Lidmaatschapspoker

Marc De Vos

Als alles op schema blijft, wordt Oekraïne deze week een kandidaat-lidstaat van de Europese Unie. De collectieve sympathie voor het lijdende en strijdende Oekraïne is groot. Mocht het nu of nooit zijn voor een lidmaatschap van de Unie, zou ik naar nu neigen. Maar dat is het niet. Dit is de verkeerde beslissing op het verkeerde moment.

Zouden we Oekraïne tot kandidaat-lid verheffen zonder de oorlog? De Unie is de geografische reflectie van het cultuurhistorische Europa. Daarom was de uitbreiding naar Oost-Europa na de val van het communisme vanzelfsprekend: het waren Europese landen die toevallig aan de verkeerde kant van het IJzeren Gordijn waren beland. Die uitbreiding heeft grote verdiensten. Maar op politiek en ethisch vlak ligt ze zwaar op de maag. Democratie, rechtsstaat en markteconomie zijn het DNA van de Unie. Ze blijken moeilijk te transplanteren. Zodra landen lid zijn, ontbreekt elke externe hefboom voor verandering.

Als Europa Oekraïne erbij neemt, dan moet het de relatie tussen Oekraïne en Rusland erbij nemen.

Oekraïne is Oost-Europa in het kwadraat.
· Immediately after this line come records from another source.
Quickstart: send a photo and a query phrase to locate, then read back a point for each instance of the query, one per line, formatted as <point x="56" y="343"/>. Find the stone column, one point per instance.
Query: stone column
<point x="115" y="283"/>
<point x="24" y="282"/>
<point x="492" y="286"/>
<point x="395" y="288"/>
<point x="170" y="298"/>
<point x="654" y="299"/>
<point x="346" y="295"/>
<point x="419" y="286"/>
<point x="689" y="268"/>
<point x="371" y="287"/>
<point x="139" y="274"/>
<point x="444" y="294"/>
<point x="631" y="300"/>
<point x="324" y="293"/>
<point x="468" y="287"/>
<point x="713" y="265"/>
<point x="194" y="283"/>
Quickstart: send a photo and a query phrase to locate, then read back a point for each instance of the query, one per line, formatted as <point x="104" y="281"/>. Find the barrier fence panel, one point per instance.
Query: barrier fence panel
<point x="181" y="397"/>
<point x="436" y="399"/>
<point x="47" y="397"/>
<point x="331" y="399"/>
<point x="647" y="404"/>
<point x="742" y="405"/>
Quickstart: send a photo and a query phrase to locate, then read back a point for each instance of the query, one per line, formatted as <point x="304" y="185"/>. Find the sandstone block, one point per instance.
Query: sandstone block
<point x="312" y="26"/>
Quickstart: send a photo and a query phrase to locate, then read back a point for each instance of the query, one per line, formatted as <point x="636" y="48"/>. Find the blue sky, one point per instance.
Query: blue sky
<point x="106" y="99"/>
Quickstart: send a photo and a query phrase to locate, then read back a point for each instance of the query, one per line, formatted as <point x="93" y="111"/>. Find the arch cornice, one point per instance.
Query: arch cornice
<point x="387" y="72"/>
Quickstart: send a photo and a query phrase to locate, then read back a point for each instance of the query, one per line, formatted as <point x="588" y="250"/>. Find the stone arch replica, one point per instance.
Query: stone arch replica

Cultuur-historisch deels Slavisch, geen democratische traditie, intern verscheurd en een nest van corruptie. Zeer groot en in verhouding straatarm, zelfs zonder oorlog. De Unie die al permanent worstelt met interne cohesie en die het Verenigd Koninkrijk heeft verloren, is niet klaar voor Oekraïne. Er wordt gepalaverd over een Europa van lagen, zodat de Unie algemeen kan verbreden en selectief kan verdiepen. Dat zou een goede combo zijn ten aanzien van bijvoorbeeld Oekraïne, Moldavië, Albanië en de Balkan. Maar nu krijgt Oekraïne wel een volledig lidmaatschap voorgeschoteld.

Het zal nog vele jaren duren alvorens Oekraïne de hervormingen en de stabiliteit bereikt om tot de Unie toe te treden. We spreken dus over een symbool. Een Europese zet in de nieuwe koude oorlog met Rusland. Dat deden we al eerder. In de eerste koude oorlog sloten we in 1963 een associatieverdrag met Turkije, opnieuw om geostrategische overwegingen. Maar de Europese Unie was in 1963 alleen een economische gemeenschap. Anno 2022 is het een Unie van waarden en identiteit. Niemand denkt dat Turkije daarin volledig thuishoort. Het land staat permanent in de wachtkamer, tot diepe frustratie bij iedereen.

Niemand weet hoe de wereld en Europa er zullen uitzien wanneer lidmaatschap voor Oekraïne denkbaar zou worden. Het is nu al ondenkbaar dat de Unie externe agressie of intimidatie van een lidstaat accepteert: kijk naar de houding van de Unie tegen Noord-Cyprus en Turkije in hun relaties met Griekenland. Het lijkt waarschijnlijk dat de Unie een meer volwassen gemeenschap voor veiligheid en defensie zal worden. Dat is in elk geval de bedoeling. Als we Oekraïne erbij willen nemen, dan moeten we ook de relatie tussen Oekraïne en Rusland erbij nemen. Willen we daarvoor tekenen?

Oekraïne of Moldavië als kandidaat-lidstaten erkennen, is dus geopolitiek pokeren met de toekomst. Voor het heden is de meerwaarde onzeker. Het Kremlin zal zijn propaganda over westerse omcirkeling kunnen opzwepen. Beide landen hebben Russisch-sprekende minderheden en maken deel uit van wat Poetin als de Russische beschaving aanziet. De cynische schaker kan daarin een buitenkans zien om het conflict op de spits te drijven. Extra grondgebied voor Rusland kan dan het finale ruilmiddel worden voor lidmaatschap van de Unie.

Wat we wel weten, is wat Oekraïne op korte termijn van Europa nodig heeft. Zware wapens, ongeacht de schroom om Rusland te provoceren. Een gasboycot die de Russische oorlogseconomie torpedeert. Tientallen miljarden om het land humanitair en economisch overeind te houden en nog meer miljarden voor heropbouw. Komt dat alles een millimeter dichter door Oekraïne een kandidaat-lidstaat te noemen? Of schept Europa daarmee een politieke afleiding, een zoethouder voor goodwill terwijl Oekraïne bloedt?